At scale, a machine learning algorithm could apply this principle to make estimates and gather information from a data set without compromising specific individuals. The caveat is that researchers require larger data sets to study in order to make up for the deliberate randomness.
The most common use for differential privacy today is as a way to randomize large data sets so that they can be made available to researchers, such as in the Facebook misinformation example.
“In a sense, it’s about data owners protecting themselves from their partners,” said Zach Edwards, founder of analytics firm Victory Medium. “Differential privacy allows you to give people some access to data in a way that doesn’t reduce the value of your own organization – or create another mini Cambridge Analytica.”
Enter ad tech?
But why should ad tech companies care about an arcane academic concept like differential privacy?
Because it’s the future, Edwards said, whether the ad tech ecosystem wants to admit it or not. Online data collection and sharing will increasingly be controlled by browser APIs whose purpose is to limit online data collection and sharing.

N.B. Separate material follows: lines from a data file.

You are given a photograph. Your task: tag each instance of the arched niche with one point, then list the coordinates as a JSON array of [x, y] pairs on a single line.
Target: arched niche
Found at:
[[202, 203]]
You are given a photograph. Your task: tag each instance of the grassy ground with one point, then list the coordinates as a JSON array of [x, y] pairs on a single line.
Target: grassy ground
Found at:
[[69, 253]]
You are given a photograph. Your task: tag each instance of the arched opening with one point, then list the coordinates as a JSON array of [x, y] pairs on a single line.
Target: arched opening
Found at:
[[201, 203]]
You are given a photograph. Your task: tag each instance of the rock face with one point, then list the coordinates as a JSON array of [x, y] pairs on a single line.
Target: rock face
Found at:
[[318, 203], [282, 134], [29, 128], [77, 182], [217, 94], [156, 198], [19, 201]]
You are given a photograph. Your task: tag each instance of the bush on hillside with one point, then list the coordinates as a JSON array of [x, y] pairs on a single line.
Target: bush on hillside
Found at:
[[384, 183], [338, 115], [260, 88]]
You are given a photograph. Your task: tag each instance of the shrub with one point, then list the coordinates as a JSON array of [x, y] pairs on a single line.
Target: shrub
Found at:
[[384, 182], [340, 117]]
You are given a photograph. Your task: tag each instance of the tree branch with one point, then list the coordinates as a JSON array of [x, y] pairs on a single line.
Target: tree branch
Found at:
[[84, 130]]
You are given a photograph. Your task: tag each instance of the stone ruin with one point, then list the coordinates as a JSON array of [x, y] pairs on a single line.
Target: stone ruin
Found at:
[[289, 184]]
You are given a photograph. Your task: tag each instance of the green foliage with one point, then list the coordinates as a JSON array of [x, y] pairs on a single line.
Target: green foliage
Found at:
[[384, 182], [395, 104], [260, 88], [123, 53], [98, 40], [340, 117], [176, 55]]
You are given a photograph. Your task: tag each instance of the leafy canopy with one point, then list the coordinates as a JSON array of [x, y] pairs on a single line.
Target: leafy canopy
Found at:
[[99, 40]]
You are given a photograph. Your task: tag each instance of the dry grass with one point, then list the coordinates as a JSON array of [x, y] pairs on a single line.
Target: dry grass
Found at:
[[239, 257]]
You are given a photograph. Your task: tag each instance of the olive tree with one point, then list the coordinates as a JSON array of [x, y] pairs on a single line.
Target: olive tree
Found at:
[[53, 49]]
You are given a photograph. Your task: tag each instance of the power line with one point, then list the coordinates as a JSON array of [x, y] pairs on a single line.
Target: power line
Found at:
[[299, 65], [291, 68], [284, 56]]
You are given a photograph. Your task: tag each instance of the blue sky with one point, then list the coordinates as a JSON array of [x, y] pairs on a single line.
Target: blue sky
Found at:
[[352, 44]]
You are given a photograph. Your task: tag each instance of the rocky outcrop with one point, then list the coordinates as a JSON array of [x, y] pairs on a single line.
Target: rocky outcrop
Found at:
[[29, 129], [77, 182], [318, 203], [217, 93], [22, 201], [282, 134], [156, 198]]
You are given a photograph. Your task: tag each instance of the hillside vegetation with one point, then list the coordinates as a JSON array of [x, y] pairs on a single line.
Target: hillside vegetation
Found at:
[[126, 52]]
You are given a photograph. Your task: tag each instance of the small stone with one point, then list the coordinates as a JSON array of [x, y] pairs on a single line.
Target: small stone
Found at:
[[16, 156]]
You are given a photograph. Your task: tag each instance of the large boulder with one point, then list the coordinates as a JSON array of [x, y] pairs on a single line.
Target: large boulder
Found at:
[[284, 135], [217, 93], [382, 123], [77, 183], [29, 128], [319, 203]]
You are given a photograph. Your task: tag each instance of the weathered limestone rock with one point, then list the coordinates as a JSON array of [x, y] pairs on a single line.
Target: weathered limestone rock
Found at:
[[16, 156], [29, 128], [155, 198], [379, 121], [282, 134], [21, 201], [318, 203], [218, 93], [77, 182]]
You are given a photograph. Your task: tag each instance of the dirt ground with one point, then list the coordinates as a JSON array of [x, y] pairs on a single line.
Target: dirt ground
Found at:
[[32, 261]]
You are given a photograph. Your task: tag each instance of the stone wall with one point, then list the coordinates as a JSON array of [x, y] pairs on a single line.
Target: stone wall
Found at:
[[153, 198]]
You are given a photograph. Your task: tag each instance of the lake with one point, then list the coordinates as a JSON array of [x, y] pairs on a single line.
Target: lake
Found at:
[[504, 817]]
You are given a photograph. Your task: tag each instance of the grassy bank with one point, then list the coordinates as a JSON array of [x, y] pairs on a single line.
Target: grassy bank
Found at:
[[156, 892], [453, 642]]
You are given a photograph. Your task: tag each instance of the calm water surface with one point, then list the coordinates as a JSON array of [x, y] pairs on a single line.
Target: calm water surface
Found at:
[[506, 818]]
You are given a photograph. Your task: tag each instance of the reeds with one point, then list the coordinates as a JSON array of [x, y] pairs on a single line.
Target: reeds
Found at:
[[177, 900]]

Many of the proposals within Google’s Privacy sandbox are based on a differential privacy framework.
“There’s clearly no more room for workarounds,” Edwards said. “It’s a reality that only big companies really seem to be acknowledging, though.”
By the same token, differential privacy isn’t a guarantee of privacy, and doesn’t create privacy where none previously existed, Roth said. It also can’t necessarily stop privacy violations against groups of people.
For example, the fitness app Strava inadvertently revealed the locations of secret military bases when it released a seemingly benign heat map of popular running routes in 2018. No single person’s privacy was compromised, but it was still pretty damned awkward. Differential privacy wouldn’t help in a situation like that.
The level of privacy protection in an algorithm that uses differential privacy is also dependent on how strict the deployment is.
“You can dial up to perfect privacy, but then you can do almost nothing useful with the data, or you can go in the other direction and have no real protections,” Roth said. “It’s a tradeoff, because privacy protections always come with a cost.”
Still, it’s heartening to see differential privacy finally starting to be applied by the large tech firms to real-world scenarios, he said.
“For the first 10 years, differential privacy was an academic curiosity, and people like me would write papers about it that maybe five other people like me would read,” Roth said. “It’s not a silver bullet, but it’s a very good thing to see companies really starting to think about it.”